Sir Joseph Lister, a noted English surgeon, ended his lecture on airborne germs by pacing the auditorium rows. “Would everyone please swing out your arms as wide as possible.”

More than one participant hit their neighbor as they spread their arms in the theater chairs. In fact the only people that were not affected by this exercise happened to be sitting by their lonesome with none to strike them.

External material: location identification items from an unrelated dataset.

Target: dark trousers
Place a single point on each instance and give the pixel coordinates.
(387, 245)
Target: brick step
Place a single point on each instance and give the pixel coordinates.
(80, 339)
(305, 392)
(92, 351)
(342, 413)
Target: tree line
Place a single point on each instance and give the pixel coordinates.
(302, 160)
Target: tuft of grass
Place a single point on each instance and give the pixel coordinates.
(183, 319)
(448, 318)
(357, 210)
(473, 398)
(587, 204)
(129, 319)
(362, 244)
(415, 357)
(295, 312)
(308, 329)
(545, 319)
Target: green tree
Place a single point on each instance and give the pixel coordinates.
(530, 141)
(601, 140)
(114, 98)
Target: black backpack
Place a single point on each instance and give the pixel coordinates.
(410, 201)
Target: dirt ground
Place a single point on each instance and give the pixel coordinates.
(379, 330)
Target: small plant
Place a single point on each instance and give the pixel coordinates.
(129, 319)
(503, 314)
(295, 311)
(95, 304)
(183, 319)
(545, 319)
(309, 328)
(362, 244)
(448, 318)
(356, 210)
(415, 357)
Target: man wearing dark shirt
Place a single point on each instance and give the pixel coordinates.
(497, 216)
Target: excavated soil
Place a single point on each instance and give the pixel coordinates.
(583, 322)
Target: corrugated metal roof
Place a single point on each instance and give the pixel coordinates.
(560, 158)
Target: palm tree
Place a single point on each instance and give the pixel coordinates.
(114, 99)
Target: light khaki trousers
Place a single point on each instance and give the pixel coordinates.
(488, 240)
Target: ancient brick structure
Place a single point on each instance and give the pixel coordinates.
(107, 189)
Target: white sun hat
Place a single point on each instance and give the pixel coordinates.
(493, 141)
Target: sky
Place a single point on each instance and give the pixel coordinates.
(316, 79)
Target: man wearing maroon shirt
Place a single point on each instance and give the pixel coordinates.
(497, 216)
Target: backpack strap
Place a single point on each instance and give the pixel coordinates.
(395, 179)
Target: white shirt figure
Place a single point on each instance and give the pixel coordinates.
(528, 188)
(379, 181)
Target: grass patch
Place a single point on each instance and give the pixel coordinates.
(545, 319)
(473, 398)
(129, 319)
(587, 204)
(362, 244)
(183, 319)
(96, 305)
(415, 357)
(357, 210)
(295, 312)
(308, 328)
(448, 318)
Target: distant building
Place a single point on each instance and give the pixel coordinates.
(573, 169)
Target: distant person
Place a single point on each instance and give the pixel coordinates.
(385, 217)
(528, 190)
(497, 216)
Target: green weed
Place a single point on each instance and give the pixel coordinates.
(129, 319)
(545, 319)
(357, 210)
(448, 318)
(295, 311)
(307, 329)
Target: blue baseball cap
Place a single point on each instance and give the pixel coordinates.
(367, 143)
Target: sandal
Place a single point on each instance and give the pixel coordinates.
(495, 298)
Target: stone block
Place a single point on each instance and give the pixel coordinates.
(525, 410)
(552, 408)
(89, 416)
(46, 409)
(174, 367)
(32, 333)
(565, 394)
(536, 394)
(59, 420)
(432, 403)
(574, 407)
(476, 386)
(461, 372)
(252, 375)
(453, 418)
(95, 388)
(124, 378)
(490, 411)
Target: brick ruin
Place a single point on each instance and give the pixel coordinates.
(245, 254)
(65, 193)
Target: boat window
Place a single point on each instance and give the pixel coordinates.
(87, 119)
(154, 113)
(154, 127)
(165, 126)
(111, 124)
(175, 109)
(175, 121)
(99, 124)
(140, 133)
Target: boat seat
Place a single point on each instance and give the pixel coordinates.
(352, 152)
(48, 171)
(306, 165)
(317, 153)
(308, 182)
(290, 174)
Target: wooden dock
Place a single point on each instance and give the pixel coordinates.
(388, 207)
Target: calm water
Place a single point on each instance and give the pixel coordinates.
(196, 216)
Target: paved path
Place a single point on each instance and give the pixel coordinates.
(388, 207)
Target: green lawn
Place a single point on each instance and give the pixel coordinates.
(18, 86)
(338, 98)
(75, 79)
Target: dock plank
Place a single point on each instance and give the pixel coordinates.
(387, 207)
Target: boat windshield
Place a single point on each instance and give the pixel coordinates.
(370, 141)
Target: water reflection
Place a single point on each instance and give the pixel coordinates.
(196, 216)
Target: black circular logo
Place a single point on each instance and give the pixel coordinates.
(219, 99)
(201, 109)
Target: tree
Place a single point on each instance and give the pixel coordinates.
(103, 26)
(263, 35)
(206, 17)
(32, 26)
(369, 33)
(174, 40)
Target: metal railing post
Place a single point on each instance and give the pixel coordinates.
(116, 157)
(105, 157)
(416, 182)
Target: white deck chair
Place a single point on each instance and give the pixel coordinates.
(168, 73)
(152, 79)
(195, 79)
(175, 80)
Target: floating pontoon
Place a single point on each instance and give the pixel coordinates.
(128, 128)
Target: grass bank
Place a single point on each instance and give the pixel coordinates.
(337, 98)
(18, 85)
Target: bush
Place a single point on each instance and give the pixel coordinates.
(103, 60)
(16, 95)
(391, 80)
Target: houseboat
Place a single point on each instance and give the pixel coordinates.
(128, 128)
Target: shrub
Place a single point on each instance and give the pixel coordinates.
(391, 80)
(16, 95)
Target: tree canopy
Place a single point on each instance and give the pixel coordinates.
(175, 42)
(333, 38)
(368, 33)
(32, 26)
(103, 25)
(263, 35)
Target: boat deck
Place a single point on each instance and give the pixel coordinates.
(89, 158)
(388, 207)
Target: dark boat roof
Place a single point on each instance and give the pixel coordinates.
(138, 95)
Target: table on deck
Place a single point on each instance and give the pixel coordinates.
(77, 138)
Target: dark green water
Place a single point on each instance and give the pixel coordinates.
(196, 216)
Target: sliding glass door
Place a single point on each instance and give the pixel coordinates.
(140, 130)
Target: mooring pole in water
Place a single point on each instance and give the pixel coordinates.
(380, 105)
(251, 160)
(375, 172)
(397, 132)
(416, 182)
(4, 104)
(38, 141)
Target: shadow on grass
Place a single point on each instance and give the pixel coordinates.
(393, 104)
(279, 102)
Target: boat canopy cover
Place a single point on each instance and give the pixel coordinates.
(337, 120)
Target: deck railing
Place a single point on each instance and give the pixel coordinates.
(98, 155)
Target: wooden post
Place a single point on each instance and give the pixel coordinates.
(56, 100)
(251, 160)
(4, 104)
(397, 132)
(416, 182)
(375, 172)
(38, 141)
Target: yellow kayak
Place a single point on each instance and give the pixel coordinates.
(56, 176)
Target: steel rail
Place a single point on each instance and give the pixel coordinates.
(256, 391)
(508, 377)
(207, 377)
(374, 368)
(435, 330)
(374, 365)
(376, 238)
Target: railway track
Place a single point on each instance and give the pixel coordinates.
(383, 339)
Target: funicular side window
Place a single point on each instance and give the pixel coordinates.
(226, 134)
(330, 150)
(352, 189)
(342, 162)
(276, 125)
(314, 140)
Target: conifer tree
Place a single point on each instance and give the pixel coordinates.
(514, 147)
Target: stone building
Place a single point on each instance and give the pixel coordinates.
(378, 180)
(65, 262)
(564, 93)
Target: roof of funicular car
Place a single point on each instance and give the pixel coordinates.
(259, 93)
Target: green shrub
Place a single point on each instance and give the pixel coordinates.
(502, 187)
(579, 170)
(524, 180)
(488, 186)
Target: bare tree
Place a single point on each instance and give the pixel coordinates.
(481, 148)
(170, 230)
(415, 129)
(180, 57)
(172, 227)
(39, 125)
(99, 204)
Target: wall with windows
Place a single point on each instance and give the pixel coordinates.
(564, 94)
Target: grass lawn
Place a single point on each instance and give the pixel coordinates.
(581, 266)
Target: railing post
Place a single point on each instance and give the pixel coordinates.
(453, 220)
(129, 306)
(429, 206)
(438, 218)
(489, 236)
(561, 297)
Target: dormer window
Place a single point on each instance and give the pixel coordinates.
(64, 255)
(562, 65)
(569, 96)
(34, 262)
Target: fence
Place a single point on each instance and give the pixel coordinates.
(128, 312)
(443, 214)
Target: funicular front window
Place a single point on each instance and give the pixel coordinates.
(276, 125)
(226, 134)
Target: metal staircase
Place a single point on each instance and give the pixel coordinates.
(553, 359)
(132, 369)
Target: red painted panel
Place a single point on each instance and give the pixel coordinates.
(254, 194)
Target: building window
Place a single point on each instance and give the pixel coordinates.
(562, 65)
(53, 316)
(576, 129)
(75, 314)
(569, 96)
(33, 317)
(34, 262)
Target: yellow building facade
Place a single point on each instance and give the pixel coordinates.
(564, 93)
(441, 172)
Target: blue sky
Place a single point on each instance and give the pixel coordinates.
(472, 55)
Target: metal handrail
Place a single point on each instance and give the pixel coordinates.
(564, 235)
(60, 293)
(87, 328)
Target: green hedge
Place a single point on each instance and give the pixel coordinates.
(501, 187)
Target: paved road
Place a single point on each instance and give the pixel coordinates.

“We are all influenced by our neighbors, you know.”

Robert Wood Johnson knew. He could smell the problem from the front row of the lecture hall. The first whiff told him onions. He puckered his mouth and nuzzled a deep gust; this time sure that the lecturer’s lunch included Jersey Dogs.

“We must isolate infections! They spread like your diseased arms to your neighbor—links and links of infections. And the doctors cut open their patience, and the patience suck up all the germs of the doctor.” Lister put his hands on his hips, flexing his posture to the most self-assured position. “Does anyone doubt that the patients are getting sick from their doctors?!”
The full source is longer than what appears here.